Wir unterstützen daher die Forderung des Vorsitzenden der SPD-Bundestagsfraktion, Thomas Oppermann, dass der Bund die Kosten für die Unterbringung der Flüchtlinge übernehmen muss.

Ebenso wollen wir den Gesundheitsschutz der Flüchtlinge verbessern und zeitgleich den Verwaltungsaufwand in den Kommunen minimieren. Wir fordern daher, die Abwicklung der Gesundheitsleistungen den gesetzlichen Krankenkassen zu übertragen, sodass bundesweit das möglich wird, was in Bremen seit 1993 geübte Praxis ist. Die Erstattung der Gesundheitskosten muss der Bund übernehmen. Wir betonen zudem, dass die Einschränkungen in der Kostenübernahme im
Asylbewerberleistungsgesetz den täglichen Rahmenbedingungen nicht gerecht werden. Die gesundheitlichen Bedarfe der Flüchtlinge (z.B. Dolmetscherkosten in der Gesundheitsversorgung, Traumabehandlung etc.) sind unzureichend abgesichert. Hierfür muss eine Lösung gefunden werden.

Wenn die derzeit laufenden Besetzungen der zusätzlich geschaffenen Stellen beim BAMF nicht zügig zu der nennenswerten Beschleunigung des Asylantragsverfahrens führen, müssen weitere Maßnahmen zur Stärkung des BAMF ergriffen werden. Nur durch ein sorgfältiges und schnelles Asylantragsverfahren können die derzeitigen Kapazitäten in den Ländern und den Kommunen den steigenden Flüchtlingszahlen standhalten.
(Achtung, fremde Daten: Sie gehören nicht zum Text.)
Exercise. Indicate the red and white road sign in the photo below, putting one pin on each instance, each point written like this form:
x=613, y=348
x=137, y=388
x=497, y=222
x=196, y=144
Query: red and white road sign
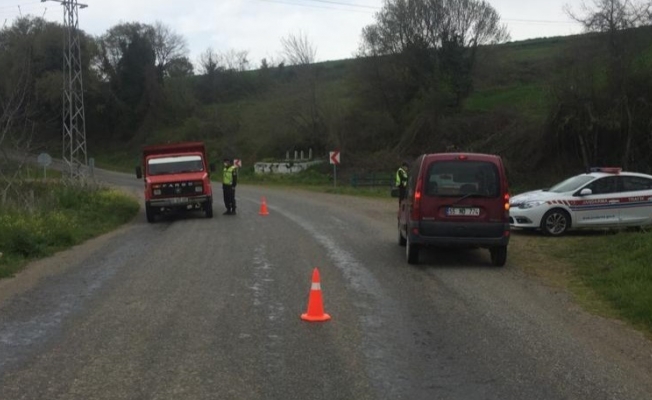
x=335, y=157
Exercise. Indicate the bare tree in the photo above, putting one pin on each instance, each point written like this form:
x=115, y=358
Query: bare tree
x=610, y=15
x=298, y=50
x=168, y=45
x=210, y=62
x=405, y=24
x=615, y=19
x=236, y=60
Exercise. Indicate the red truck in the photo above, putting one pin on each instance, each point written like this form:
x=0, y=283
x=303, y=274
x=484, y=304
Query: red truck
x=177, y=177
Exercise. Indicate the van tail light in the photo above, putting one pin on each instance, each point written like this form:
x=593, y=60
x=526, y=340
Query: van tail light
x=416, y=204
x=506, y=198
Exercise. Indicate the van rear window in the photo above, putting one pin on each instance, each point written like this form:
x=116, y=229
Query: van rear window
x=462, y=178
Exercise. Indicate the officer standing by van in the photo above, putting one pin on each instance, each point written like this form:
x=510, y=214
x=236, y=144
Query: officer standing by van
x=229, y=181
x=401, y=181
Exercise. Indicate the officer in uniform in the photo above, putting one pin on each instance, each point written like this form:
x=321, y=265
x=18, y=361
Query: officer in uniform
x=229, y=181
x=401, y=181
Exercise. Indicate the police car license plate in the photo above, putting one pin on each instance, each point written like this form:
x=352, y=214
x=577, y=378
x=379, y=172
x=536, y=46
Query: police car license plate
x=463, y=211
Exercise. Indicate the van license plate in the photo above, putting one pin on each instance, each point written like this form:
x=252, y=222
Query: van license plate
x=463, y=211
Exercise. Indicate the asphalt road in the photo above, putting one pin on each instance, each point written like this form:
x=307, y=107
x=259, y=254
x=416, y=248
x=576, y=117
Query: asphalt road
x=196, y=308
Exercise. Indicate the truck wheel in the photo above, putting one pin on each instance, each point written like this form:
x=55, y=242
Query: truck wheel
x=151, y=215
x=208, y=209
x=411, y=252
x=498, y=255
Wir setzen uns darüber hinaus für die Erleichterung der Möglichkeiten zur einvernehmlichen länderübergreifenden Unterbringung von Flüchtlingen ein.
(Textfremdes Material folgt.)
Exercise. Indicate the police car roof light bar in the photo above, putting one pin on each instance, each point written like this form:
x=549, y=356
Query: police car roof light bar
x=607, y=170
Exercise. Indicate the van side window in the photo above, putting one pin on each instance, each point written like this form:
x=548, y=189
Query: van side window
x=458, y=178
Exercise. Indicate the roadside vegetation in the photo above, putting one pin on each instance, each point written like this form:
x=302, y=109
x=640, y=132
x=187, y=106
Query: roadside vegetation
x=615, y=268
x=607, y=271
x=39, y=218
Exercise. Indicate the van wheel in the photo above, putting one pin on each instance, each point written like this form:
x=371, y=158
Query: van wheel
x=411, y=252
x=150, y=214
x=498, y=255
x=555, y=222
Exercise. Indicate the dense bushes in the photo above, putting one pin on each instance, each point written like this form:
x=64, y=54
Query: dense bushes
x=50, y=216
Der hohen Anzahl unbegleiteter Minderjähriger, die nach Deutschland flüchten und insbesondere die Großstädte und Stadtstaaten vor enorme Herausforderungen stellen, müssen wir zudem besondere Beachtung schenken. Um eine dem Kindeswohl entsprechende, bedarfsgerechte Versorgung, Betreuung und Unterstützung von unbegleiteten Kindern und Jugendlichen sicherzustellen, soll durch die gesetzliche Regelung ein am Kindeswohl ausgerichtetes Verteilungsverfahren nach dem Königsteiner Schlüssel zwischen den Ländern ermöglicht werden, das u.a. auch die verwandtschaftlichen Beziehungen berücksichtigt. Ebenso muss der Aufenthaltsstatus der Minderjährigen auch über das 18. Lebensjahr hinaus für die Dauer ihrer Ausbildung gesichert sein.

Die Integration der Flüchtlinge und Asylbewerber wird maßgeblich dadurch erleichtert, dass sie schnell aus den Erstaufnahme- und Übergangseinrichtungen in regulären Wohnraum ziehen können. Dafür muss die Schaffung von bezahlbaren Wohnraum, gerade in Ballungsgebieten, voran gebracht werden.
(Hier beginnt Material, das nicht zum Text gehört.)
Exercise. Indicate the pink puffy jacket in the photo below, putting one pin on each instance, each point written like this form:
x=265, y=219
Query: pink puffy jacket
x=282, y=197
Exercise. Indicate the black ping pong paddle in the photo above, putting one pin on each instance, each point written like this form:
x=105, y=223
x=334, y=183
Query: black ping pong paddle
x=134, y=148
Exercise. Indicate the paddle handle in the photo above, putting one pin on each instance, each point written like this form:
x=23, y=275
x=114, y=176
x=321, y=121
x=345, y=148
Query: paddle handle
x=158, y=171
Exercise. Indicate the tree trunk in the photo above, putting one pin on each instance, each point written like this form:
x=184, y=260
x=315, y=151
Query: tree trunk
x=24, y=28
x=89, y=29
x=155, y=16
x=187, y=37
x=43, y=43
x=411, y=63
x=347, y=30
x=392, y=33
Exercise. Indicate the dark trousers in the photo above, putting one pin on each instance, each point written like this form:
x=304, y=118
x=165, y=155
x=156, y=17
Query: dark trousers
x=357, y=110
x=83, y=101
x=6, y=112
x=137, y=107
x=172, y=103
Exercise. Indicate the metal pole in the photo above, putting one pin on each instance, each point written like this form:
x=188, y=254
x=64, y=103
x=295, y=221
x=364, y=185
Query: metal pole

Neben der Unterbringung bedürfen die Flüchtlinge der Unterstützung im Alltag. Die Teilhabemöglichkeiten am gesellschaftlichen Zusammenleben müssen daher gestärkt werden. Bereits während des Asylverfahrens sollen den Asylbewerbern Sprach- und Bildungsangebote, sowie ausreichend Integrationslotsen und -helfer zur Verfügung stehen. Die Integrationskurse des Bundes sollen daher auch für Asylsuchende, Gestattete und Geduldete geöffnet werden. Wir  Sozialdemokratinnen und Sozialdemokraten fordern eine offene Gesellschaft, die den Flüchtlingen nicht nur eine sichere Bleibe gewährt, sondern eine echte Zukunftsperspektive anbietet.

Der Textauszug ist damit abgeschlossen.